Though I plan to write in a later post or posts about my experiences borne from that bag of books – after all, that’s something regular blogs do – for now I’m finding it hard to get back into the rhythm of producing new musical pieces and more extended thoughts on the texts I combine with them.

So, to tide you over, here’s a little piece, “On the Road,”  a lesser-known, but still well-crafted poem by Claude McKay about common days of work enmeshed with people one didn’t choose to be with – rather than my week in the woods as half a pair who had made a determination to be such 22 years ago. Beside the recording below, here’s a link to the text of McKay’s poem.  This winter I did a whole month of posts and musical pieces on Jamaican-American immigrant McKay’s poetry, and this one was left-over from then. Audio player gadget below to hear it, and if there’s no such player to be seen, it hasn’t gone off swiving or drinking like McKay’s waitstaff, it’s just being suppressed by some ways of reading this blog which won’t show it. You can use this highlighted link instead – it will open a new browser tab with its own audio player.

 

 

 

.

 

*In theory (and in practice) I’m reading at home too, but I find there’s something added by the context of reading a book in place remote from one usual location, much in the same way that I would play guitar differently in a forest than on a streetcorner – and my home reading must be slotted in with other things. The pleasure of creating the music for this Project, no matter how tied it is to the poetic texts I use, takes away from reading time. There would be no recording equipment or power for a computer in the cabin. I’ll also confess that my country’s misrule has turned me into a habitual doomscroller – and while there are elements of citizenship and warning alertness in that, it’s rarely productive or satisfying.

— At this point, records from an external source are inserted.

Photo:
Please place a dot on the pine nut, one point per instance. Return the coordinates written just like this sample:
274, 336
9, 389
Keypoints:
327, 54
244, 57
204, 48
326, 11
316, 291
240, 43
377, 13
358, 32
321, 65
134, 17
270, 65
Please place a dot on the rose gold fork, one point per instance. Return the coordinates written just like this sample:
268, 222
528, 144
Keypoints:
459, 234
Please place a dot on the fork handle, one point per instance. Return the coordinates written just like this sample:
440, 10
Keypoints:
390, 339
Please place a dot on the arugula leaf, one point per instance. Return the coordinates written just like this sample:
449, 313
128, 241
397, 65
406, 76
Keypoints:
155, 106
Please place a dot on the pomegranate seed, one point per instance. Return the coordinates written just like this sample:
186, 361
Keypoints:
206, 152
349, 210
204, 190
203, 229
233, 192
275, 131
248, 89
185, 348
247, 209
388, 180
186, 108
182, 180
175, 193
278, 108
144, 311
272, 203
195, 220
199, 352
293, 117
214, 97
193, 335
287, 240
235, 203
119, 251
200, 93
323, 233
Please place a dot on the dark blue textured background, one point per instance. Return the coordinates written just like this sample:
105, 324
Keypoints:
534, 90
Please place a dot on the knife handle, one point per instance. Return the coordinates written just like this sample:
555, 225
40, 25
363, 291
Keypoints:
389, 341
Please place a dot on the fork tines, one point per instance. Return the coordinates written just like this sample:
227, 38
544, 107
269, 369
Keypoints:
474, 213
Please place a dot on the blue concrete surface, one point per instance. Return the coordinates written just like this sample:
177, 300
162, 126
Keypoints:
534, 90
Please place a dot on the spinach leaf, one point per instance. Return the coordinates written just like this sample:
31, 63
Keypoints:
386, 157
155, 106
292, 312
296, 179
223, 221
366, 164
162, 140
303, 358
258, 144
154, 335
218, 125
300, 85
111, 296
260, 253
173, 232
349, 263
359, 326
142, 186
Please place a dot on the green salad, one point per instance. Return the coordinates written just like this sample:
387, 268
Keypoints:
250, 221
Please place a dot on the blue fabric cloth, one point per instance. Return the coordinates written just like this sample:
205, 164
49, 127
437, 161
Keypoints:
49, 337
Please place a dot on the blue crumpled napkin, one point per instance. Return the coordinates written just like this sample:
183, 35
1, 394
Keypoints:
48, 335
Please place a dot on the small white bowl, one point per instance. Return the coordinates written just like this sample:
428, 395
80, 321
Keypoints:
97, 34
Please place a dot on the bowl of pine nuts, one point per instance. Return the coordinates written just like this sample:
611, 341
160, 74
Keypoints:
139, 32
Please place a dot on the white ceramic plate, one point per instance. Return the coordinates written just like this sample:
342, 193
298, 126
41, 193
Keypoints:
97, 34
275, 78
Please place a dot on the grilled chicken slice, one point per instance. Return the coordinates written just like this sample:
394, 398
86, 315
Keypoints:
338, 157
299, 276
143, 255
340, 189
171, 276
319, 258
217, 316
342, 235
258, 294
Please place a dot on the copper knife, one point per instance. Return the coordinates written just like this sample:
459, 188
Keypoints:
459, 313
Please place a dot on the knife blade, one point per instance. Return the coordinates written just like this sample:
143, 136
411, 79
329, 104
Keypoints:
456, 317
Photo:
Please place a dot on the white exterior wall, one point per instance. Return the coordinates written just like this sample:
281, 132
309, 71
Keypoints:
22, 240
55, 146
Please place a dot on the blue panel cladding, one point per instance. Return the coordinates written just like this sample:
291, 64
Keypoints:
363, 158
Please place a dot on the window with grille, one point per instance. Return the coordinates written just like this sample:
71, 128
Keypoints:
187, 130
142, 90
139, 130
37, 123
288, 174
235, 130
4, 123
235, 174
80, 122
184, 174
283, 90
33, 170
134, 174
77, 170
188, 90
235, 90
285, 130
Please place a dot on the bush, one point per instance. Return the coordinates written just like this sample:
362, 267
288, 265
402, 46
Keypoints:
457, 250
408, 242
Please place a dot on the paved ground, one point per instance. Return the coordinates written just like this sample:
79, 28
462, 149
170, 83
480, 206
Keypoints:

**Telling a friend about this over breakfast on this my returning week, he asked if I “Went to the woods because I wished to live deliberately, to front only the essential facts of life….”

And I replied, “You mean like someone else, that other guy? Why yes, I did – but I somehow didn’t get around to writing my manifesto about which academic scientists need to die from letter bombs.”

My friend got the joke. Of “Unibomber” Ted Kaczynski’s nature I am not made nor cultivated. Elevating one’s own thoughts in solitude is a sort of two-headed beast though. Making thought’s resolutions from a majority of one doesn’t necessarily create a Henry David Thoreau. My own Transcendentalist solitude is more at Emily Dickinson’s mode. I enjoy condensing the music of the universe into little poems or six fretted strings, and like Dickinson’s book/frigate, my aged nature hikes are likely stanza to stanza rather than wooded ridge to rocky outcrop.

***The Tric is an excellent but now apparently discontinued guitar case made by Godin, a Canadian guitar maker. It looks (and has those backpack straps) like the “gig bags” sometimes used by musicians, particular those that need to travel by foot or public transit. Like a gig bag it has a tough nylon fabric exterior that is closed by a zipper – but inside a gig bag there is an inch more-or-less of soft foam, enough to protect the instrument inside from little bumps, but not from more serious insults. The Tric case has a couple of inches of rigid Styrofoam inside (like a motorcycle helmet) and that makes it overall as protective as a much heavier conventional standard guitar case made out of vinyl-covered plywood. Just as with a helmet, it’s a better system for absorbing shock from falls, and like a Styrofoam ice chest, it’s better than standard cases for regulating internal temperatures. Despite that added protection a Tric case is as light as non-rigid gig bag, and unlike some highly protective carbon fiber instrument cases it was sold at an affordable price.

(Still reading all the way down here? I think today I’ve finally realized the perfect post for my way of writing: the set of footnotes longer than the body of the post!)